Wednesday, 23 December 2009

Morris A Life With Bells On: Movie Review

Morris A Life With Bells On
Rating: 6/10
Cast: Chas Oldham, Derek Jacobi, Ian Hart, Dominique Pinon
Director: Lucy Akhurst
Morris dancing - it doesn't sound like your average choice for a film.
However, this spoof doco about the perils faced by the world of Morris could change that.
Set in rural England, a documentary team follows the life of Derecq Twist.
Actor Chas Oldham is Twist, a young morris dancer whose moves have set the world of the dance alight and whose thoughts of modernization are causing ripples within the governing body who oversee all things bells and sticks.
However, Twist is expelled from his local group and cast asunder from the UK world of Morris dancing by the powers that be.

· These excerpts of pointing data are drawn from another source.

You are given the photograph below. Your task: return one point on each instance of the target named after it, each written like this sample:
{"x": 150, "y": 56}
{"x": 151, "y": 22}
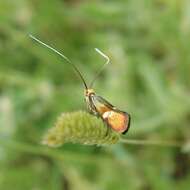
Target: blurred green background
{"x": 149, "y": 76}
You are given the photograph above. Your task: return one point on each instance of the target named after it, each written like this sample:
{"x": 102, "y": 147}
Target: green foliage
{"x": 79, "y": 127}
{"x": 148, "y": 44}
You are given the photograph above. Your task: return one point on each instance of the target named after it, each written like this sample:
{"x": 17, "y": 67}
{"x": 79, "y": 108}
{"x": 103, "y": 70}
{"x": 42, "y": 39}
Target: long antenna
{"x": 102, "y": 68}
{"x": 63, "y": 56}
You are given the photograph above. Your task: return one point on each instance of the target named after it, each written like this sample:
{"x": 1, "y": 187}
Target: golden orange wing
{"x": 114, "y": 118}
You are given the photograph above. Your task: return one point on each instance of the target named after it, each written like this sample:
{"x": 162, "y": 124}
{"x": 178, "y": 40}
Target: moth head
{"x": 88, "y": 92}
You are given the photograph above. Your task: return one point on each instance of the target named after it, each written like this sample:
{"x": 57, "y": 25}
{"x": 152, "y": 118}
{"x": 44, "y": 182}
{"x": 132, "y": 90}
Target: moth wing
{"x": 117, "y": 120}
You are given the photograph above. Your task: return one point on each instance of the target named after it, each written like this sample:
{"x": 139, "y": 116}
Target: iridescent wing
{"x": 114, "y": 118}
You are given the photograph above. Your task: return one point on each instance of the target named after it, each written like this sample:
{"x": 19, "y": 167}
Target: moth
{"x": 113, "y": 118}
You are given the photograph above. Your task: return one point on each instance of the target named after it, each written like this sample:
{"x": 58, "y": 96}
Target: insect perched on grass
{"x": 114, "y": 118}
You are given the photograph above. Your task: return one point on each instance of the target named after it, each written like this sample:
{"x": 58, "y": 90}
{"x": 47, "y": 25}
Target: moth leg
{"x": 107, "y": 131}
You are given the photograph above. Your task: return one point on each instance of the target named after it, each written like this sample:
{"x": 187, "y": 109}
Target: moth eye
{"x": 106, "y": 114}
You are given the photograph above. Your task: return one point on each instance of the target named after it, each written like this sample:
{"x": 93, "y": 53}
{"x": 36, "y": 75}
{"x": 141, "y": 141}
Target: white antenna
{"x": 102, "y": 68}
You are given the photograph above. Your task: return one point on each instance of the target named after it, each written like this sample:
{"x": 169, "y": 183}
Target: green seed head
{"x": 79, "y": 127}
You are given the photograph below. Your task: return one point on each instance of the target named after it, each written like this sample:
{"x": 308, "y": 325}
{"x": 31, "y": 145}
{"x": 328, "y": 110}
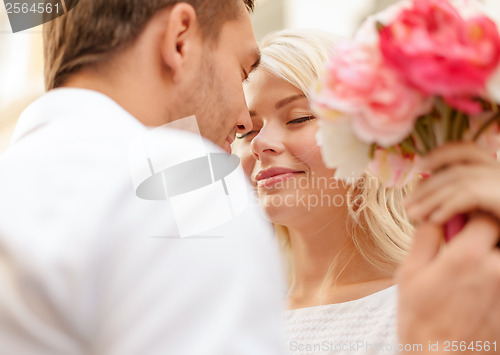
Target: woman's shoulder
{"x": 371, "y": 320}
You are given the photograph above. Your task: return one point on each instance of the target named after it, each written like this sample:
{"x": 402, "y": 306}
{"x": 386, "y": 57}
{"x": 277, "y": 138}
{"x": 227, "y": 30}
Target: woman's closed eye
{"x": 301, "y": 119}
{"x": 241, "y": 136}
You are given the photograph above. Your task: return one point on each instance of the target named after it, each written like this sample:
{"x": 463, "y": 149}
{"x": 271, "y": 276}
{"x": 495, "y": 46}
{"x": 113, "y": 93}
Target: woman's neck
{"x": 327, "y": 266}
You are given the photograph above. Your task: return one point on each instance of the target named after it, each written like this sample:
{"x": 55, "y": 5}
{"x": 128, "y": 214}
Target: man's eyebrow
{"x": 288, "y": 100}
{"x": 256, "y": 64}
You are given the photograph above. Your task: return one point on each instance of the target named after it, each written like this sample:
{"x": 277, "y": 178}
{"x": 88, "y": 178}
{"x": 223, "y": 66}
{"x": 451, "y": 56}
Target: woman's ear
{"x": 181, "y": 39}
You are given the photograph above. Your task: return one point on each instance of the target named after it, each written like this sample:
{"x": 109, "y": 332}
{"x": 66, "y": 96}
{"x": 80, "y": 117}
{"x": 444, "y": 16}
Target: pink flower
{"x": 440, "y": 53}
{"x": 393, "y": 168}
{"x": 383, "y": 109}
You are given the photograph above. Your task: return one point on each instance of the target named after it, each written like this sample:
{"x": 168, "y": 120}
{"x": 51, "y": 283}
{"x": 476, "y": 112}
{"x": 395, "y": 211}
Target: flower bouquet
{"x": 415, "y": 76}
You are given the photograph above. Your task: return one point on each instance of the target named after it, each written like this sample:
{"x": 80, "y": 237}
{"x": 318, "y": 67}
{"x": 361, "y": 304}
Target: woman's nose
{"x": 267, "y": 141}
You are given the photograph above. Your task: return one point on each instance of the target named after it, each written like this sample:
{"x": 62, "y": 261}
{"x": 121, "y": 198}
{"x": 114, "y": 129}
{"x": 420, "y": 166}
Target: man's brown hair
{"x": 87, "y": 34}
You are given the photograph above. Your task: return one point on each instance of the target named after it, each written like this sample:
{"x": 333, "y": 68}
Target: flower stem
{"x": 484, "y": 127}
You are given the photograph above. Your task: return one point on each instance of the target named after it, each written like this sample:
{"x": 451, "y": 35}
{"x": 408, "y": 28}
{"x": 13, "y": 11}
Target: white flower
{"x": 341, "y": 149}
{"x": 493, "y": 86}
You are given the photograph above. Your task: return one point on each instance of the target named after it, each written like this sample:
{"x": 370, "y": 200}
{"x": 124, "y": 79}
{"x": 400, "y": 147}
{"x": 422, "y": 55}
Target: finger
{"x": 426, "y": 243}
{"x": 455, "y": 153}
{"x": 479, "y": 234}
{"x": 457, "y": 203}
{"x": 430, "y": 202}
{"x": 451, "y": 176}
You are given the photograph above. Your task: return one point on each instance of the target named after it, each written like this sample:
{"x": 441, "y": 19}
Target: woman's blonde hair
{"x": 377, "y": 220}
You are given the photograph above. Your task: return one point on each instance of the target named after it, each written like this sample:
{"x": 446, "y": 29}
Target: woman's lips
{"x": 273, "y": 176}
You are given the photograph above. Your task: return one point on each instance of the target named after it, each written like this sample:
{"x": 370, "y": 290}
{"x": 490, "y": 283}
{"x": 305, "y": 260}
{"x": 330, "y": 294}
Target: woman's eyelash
{"x": 301, "y": 119}
{"x": 297, "y": 120}
{"x": 241, "y": 136}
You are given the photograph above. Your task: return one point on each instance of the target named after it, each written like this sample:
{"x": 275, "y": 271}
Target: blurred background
{"x": 21, "y": 60}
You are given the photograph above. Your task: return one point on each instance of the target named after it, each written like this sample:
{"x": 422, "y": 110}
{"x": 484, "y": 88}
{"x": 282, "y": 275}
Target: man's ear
{"x": 181, "y": 38}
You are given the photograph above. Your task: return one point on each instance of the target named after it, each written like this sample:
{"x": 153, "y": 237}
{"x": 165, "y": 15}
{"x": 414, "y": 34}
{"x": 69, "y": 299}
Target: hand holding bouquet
{"x": 416, "y": 76}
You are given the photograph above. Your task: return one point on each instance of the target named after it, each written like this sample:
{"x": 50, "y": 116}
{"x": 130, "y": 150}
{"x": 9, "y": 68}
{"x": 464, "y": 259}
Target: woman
{"x": 343, "y": 241}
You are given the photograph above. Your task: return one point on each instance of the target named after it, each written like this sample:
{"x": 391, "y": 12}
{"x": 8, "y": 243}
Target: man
{"x": 80, "y": 271}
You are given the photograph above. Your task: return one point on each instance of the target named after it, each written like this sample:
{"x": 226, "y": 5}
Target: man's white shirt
{"x": 87, "y": 267}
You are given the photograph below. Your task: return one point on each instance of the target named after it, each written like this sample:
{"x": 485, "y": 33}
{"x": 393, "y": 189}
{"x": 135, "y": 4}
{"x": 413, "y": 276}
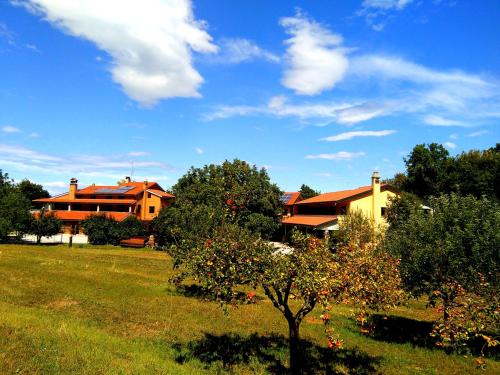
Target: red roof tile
{"x": 84, "y": 200}
{"x": 309, "y": 220}
{"x": 82, "y": 215}
{"x": 293, "y": 196}
{"x": 341, "y": 195}
{"x": 160, "y": 193}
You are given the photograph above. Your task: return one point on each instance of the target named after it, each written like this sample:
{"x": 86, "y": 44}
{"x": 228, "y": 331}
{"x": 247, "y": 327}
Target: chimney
{"x": 73, "y": 188}
{"x": 376, "y": 204}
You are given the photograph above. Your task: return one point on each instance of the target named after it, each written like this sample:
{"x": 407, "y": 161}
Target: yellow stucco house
{"x": 323, "y": 212}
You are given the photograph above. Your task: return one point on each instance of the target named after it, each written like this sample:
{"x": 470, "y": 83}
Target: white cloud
{"x": 341, "y": 155}
{"x": 377, "y": 12}
{"x": 10, "y": 129}
{"x": 341, "y": 112}
{"x": 26, "y": 160}
{"x": 361, "y": 133}
{"x": 478, "y": 133}
{"x": 150, "y": 46}
{"x": 441, "y": 121}
{"x": 386, "y": 4}
{"x": 139, "y": 153}
{"x": 316, "y": 60}
{"x": 238, "y": 50}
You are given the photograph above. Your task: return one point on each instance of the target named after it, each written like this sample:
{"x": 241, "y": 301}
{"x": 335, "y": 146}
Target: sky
{"x": 317, "y": 92}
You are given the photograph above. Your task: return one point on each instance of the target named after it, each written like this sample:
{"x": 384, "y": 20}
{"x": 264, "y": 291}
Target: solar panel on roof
{"x": 285, "y": 198}
{"x": 119, "y": 190}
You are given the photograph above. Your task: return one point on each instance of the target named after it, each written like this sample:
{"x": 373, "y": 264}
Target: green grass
{"x": 111, "y": 311}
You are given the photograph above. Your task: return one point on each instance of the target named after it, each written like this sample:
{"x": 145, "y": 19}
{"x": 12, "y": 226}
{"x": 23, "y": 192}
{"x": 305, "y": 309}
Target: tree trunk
{"x": 296, "y": 363}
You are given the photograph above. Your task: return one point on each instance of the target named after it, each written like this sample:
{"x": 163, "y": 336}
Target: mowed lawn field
{"x": 112, "y": 311}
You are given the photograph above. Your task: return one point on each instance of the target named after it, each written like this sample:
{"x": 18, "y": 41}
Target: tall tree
{"x": 425, "y": 169}
{"x": 32, "y": 190}
{"x": 307, "y": 192}
{"x": 46, "y": 224}
{"x": 208, "y": 196}
{"x": 449, "y": 252}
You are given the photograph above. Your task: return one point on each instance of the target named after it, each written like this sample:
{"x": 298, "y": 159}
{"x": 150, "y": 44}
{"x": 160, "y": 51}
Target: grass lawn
{"x": 112, "y": 311}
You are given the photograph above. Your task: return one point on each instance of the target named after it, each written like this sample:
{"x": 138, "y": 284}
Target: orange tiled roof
{"x": 309, "y": 220}
{"x": 293, "y": 198}
{"x": 138, "y": 187}
{"x": 64, "y": 199}
{"x": 340, "y": 195}
{"x": 82, "y": 215}
{"x": 160, "y": 193}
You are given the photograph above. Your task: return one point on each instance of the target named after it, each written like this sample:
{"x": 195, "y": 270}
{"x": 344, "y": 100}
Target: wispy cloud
{"x": 378, "y": 12}
{"x": 441, "y": 121}
{"x": 27, "y": 160}
{"x": 139, "y": 153}
{"x": 239, "y": 50}
{"x": 478, "y": 133}
{"x": 341, "y": 155}
{"x": 316, "y": 60}
{"x": 10, "y": 129}
{"x": 361, "y": 133}
{"x": 150, "y": 46}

So Twist heads abroad to follow his fame and worldwide reputation and its there that he starts to realize that while you can take the man out of morris dancing, you cant take the morris dancing out of the man.

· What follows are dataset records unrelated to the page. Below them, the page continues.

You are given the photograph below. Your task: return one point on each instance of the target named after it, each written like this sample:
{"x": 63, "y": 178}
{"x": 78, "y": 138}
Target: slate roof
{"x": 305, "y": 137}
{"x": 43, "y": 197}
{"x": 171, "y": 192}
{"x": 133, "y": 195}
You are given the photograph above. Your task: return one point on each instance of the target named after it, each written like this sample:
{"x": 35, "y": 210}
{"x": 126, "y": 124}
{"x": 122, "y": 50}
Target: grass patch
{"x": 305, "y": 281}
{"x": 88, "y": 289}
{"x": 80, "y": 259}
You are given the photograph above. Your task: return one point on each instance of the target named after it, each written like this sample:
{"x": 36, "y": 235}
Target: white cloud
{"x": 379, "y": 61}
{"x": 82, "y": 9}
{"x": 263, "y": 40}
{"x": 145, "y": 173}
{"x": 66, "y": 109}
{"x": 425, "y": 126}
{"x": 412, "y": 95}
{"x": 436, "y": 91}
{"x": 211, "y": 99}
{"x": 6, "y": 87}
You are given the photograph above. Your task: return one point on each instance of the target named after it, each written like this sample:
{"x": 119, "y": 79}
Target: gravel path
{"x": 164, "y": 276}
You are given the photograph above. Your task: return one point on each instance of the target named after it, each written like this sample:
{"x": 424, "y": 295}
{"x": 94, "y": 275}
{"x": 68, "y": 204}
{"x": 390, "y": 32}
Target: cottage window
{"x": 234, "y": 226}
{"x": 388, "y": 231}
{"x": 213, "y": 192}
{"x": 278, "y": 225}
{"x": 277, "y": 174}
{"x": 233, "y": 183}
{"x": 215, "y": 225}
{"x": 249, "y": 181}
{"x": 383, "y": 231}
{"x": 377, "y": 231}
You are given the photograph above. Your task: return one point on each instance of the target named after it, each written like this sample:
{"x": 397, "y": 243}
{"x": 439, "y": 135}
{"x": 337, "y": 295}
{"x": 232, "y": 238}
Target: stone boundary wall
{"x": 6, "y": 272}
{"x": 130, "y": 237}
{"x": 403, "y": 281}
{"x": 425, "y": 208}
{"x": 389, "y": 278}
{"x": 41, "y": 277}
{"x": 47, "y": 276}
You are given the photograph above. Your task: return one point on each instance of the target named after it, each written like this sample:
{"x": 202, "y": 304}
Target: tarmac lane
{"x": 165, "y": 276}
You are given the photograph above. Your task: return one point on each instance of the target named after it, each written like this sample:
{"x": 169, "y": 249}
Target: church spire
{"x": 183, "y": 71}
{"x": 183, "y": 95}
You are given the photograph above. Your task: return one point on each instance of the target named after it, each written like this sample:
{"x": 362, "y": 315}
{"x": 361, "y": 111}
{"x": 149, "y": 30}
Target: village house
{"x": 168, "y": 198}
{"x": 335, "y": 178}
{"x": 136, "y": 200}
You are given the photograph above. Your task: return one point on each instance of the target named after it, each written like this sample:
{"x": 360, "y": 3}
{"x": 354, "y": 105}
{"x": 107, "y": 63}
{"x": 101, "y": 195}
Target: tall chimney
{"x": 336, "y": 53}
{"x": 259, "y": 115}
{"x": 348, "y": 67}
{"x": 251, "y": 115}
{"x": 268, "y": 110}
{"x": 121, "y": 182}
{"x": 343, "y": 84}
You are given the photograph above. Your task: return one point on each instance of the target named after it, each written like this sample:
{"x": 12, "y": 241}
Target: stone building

This mockumentary is quite a gentle film - if you're blessed with a knowledge of rural parts of England and their quaint ways (thatched cottage roofs and slightly accented speaking) it may well appeal to you a little more than the average viewer.
There's a casual charm to the central cast; Twist's wrapped up in his morris ways but he has a disarming attitude which hooks you in from the start. Derek Jacobi as Quentin Neely, the head of the morris dancing organisation, is full of the pompous self importance and priggery you often find on jumped up committees worldwide. And as for the cameo by Pinon (Delicatessen) as the French sailor who washed up on the shores and discovered the joys of the Lord of the dance, well, quelle amusement there.
The humour is sly and wry there is a lot of casual throwaway comments which will catch you out if you're not paying attention. A lot of the dialogue is very similar in places to Spinal Tap at one point, one character says they are all about the 3 Ps - passion, practice and the desire to be best. It's that kind of subtle humour which reels you in without realizing.
There is actually plenty of serious Morris Dancing (aside from the American Backstreet boys style number) which shows the cast, while slyly mocking the subject, clearly has a lot of admiration for how it's done.

Morris A Life With Bells On is an antidote to the bigger Christmas blockbuster fare - it's got rural rustic charm all over it and will leave you with a wry grin through out.